Ah j’aimerais savoir faire le grand écart ! Oui c’en est un ! Un travail avec les images mais aussi avec le temps. Pas contre le temps, mais en le faisant rebondir à partir des images pour un public nouveau. À part tout ça, je suis en train d’écrire un scénario de film… Mais il y aura quand même des installations dedans ! Je suis devenue “installation-dépendante”. 

Propos recueillis par Antoine de Baecque

 

 

Biographie Agnès Varda

 

Née en Belgique en 1928, Agnès Varda fait ses d’études à Paris, l’École du Louvre et un CAP de photographie. Dès les débuts de Jean Vilar au Palais des papes à Avignon, elle photographie le festival puis la troupe du T.N.P. au Palais de Chaillot. Elle fait de nombreux reportages à l’étranger.

En 1954, sans aucune formation ni assistanat, elle crée la société Tamaris, écrit et réalise La Pointe Courte, film précoce d’un cinéma rajeuni, qui lui vaut le titre de “Grand-mère de la Nouvelle Vague”.

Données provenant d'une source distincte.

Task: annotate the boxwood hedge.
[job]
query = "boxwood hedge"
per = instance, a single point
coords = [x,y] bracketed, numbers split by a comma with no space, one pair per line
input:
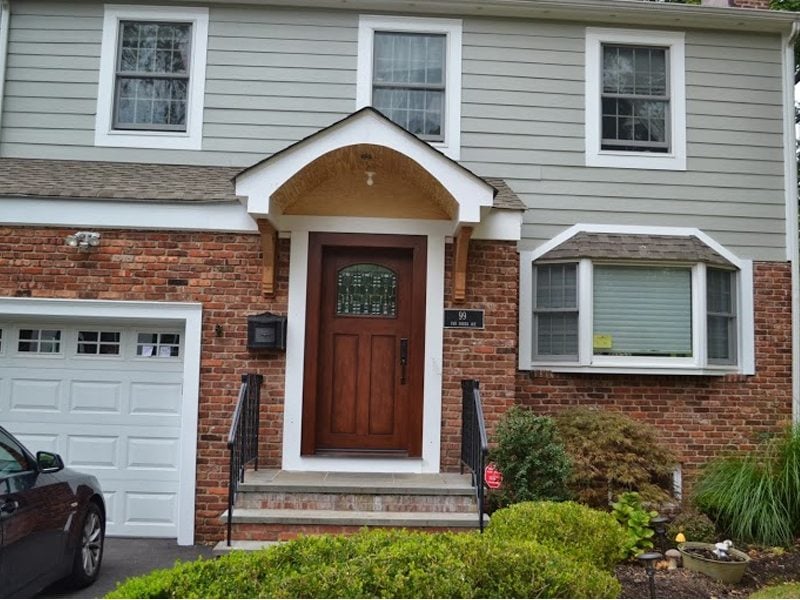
[383,564]
[584,533]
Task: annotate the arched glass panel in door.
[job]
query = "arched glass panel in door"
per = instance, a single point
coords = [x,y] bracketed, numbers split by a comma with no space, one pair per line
[366,290]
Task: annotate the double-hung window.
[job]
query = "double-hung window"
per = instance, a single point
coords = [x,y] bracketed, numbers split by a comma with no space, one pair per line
[635,99]
[409,69]
[601,309]
[152,77]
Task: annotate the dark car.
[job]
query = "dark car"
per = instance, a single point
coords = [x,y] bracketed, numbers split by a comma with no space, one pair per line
[52,521]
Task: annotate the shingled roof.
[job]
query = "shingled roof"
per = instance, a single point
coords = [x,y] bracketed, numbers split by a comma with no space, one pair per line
[635,247]
[143,182]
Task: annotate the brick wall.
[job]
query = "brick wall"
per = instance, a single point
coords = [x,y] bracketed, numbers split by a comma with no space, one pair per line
[489,355]
[222,271]
[698,417]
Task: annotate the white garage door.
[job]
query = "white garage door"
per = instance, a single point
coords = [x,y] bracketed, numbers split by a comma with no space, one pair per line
[107,397]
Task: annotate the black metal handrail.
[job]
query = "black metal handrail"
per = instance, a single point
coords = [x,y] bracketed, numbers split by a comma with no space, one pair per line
[474,443]
[243,437]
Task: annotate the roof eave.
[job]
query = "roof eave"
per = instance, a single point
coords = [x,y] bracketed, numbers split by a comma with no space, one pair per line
[621,12]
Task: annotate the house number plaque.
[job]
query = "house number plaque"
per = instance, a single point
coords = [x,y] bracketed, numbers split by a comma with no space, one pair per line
[463,319]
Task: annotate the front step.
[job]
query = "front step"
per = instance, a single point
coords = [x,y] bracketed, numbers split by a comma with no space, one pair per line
[279,505]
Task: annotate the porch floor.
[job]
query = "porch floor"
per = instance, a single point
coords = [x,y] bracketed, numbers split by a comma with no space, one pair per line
[362,483]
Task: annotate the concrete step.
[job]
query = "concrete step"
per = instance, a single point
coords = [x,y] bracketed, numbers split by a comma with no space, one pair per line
[222,547]
[346,500]
[407,484]
[352,518]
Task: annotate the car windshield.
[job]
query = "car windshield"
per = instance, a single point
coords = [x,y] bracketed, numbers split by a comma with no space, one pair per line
[12,458]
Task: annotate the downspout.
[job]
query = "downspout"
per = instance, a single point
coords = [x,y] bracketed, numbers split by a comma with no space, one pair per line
[5,17]
[790,172]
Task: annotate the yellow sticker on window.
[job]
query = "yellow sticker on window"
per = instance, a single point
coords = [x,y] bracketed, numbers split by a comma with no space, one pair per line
[603,341]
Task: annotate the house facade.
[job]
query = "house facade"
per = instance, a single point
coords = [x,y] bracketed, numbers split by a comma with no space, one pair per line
[578,203]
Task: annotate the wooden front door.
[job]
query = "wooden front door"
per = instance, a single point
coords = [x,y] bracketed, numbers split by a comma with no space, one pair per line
[363,382]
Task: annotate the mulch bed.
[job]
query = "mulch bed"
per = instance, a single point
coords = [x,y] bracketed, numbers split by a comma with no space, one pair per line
[767,567]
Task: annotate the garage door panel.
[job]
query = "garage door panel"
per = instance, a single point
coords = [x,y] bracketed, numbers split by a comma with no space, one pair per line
[95,396]
[93,452]
[153,453]
[156,399]
[117,418]
[35,395]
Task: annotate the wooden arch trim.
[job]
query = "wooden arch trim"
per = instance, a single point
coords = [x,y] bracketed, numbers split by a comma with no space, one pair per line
[269,257]
[460,263]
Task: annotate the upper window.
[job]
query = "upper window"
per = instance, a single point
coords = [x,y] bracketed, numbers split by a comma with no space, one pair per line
[152,77]
[410,70]
[635,99]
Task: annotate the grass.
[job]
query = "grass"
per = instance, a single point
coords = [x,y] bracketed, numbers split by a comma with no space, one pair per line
[781,590]
[756,497]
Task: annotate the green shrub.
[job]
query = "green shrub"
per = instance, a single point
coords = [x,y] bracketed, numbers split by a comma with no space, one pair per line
[611,454]
[382,564]
[695,526]
[781,590]
[586,534]
[755,497]
[531,457]
[629,512]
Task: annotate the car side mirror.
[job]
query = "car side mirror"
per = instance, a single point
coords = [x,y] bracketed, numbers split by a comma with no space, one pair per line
[49,462]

Après des court-métrages, son film Cléo de 5 à 7 en 1961 se détache du style des autres cinéastes de la Nouvelle Vague. Le Bonheur (1965), Les Créatures (1966), Lions love (... and lies) (1969), L’une chante l’autre pas (1976), Documenteur (1981) Sans toit ni loi (1985), Jane B. par Agnès V. (1987), Kung-Fu master (1987), Jacquot de Nantes (1990) et Les Cent et une nuits (1994). Tous ces films originaux tournés en France ou à Los Angeles, ont été remarqués et ont remporté des prix.

Agnès Varda passe du court au long métrage, de la fiction au documentaire avec Daguerréotypes (1975), Mur Murs (1980), Les Demoiselles ont eu 25 ans (1992), L’Univers de Jacques Demy (1993-95), Les Glaneurs et la glaneuse (2000), Deux ans après (2002) et Quelques Veuves de Noirmoutier (2006).

En 2001, elle reçoit un César d’honneur pour l’ensemble de sa carrière. Depuis Patatutopia, triple vidéo présentée en 2003 à la Biennale de Venise, Agnès Varda remet en jeu sa pratique de cinéaste dans de nouvelles configurations.

Elle propose en 2005 le Triptyque de Noirmoutier et Les Veuves de Noirmoutier à la Galerie Martine Aboucaya.

En 2006 à la Fondation Cartier pour l’Art Contemporain à Paris, une très grande exposition L’Île et Elle, décline des installations ayant toutes pour point de départ l’île de Noirmoutier, dont La Grande Carte Postale et Le Tombeau de Zgougou.

En 2007, à l’occasion d’une cérémonie au Panthéon, elle rend un Hommage aux Justes de France avec deux films simultanés, une image d’arbre géant et une installation photographique.